Just don't add a variable pitch prop.

#### stanislavz

##### Well-Known Member
HBA Supporter
All agree an above chart - but you miss throttle/intake absolute pressure - on 3600 it is 100% opened, on 2800 you have 0.6 abs pressure my guestimate. Because poweris halved, but rpm is not, only 27% less.

#### TiPi

##### Well-Known Member
Log Member
Throttle position and/or MAP is not needed as primary signal in this case. The rpm achieved is the result of the power generated which directly links into the fuel map. There is a very strong relationship between rpm and power, good enough for the baseline mixture. TPS and MAP would just confirm the running parameters at each rpm.

#### Vigilant1

##### Well-Known Member
This would be the baseline fuel map, then correction factors for DA and IAT would be needed for automatic fine-tuning and engine temp for the warm-up phase. Starting can be done with a few extra squirts while cranking.
Just don't add a variable pitch prop.
For a "no software" analog EFI (like the one from the old Rotary Engine site), in principle you could set up a simple N-alpha like this:
1) Set the baseline injection dose as something fairly rich (to give, say, .05 ml per rev per the above chart, = .025 ml per cylinder).
2) De-enrich from the baseline dosing with three in-series (so, additive) resistance inputs:
A) a barometric sensor that decreases signal voltage with decreasing atmospheric pressure. So, as we climb, fuel dose is reduced across all RPMs.
B) a potentiometer on the throttle (anywhere: at the throttle body/carb, at the cockpit throttle knob) that reduces the baseline signal voltage as the throttle moves down from WOT. The rate and throttle opening range of the pot actuation could be adjusted with changes in the length and eccentricity of the arm on the pot, and with stops.
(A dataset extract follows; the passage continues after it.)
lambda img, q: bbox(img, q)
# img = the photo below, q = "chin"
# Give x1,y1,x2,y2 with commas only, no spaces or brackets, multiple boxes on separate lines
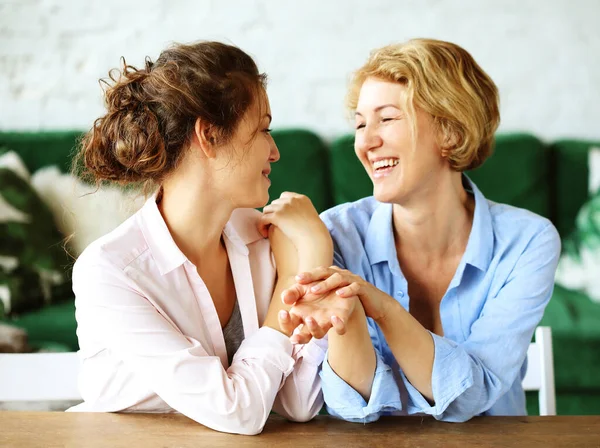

Primative. Maybe there's a good electronic way.
C) A manual mixture control knob on the panel.
If a MAP sensor can be made to work (i.e. give us a true indication of the charge density going into the cylinder, which requires that we take the reading at the right point in the cycle), then that single sensor would perform functions A and B above, and we'd have a primative speed density system (with no fuel map, just an adjustment of some kind) rather than an n-alpha rule system.

A " limp home" mode on the same board could use an independent RPM sensor (inductive pickup on a spark cable?) and a default "good enough" injector pulsewidth. Other adjustments (mixture knob?) only if found to be necessary to make climb power.

Some variant of the above might be an okay "stone knives and bear skins" approach to EFI. The hard part would be making the adjustments work at the right ranges and rates, and in making it reliable. It will never be as hands-off and fuel efficient as a modern speed density system with more inputs and a real fuel map. But, it might be good enough, cheap enough, and reliable enough to serve as a backup, or a primary + backup if fiddling with knobs in flight is acceptable.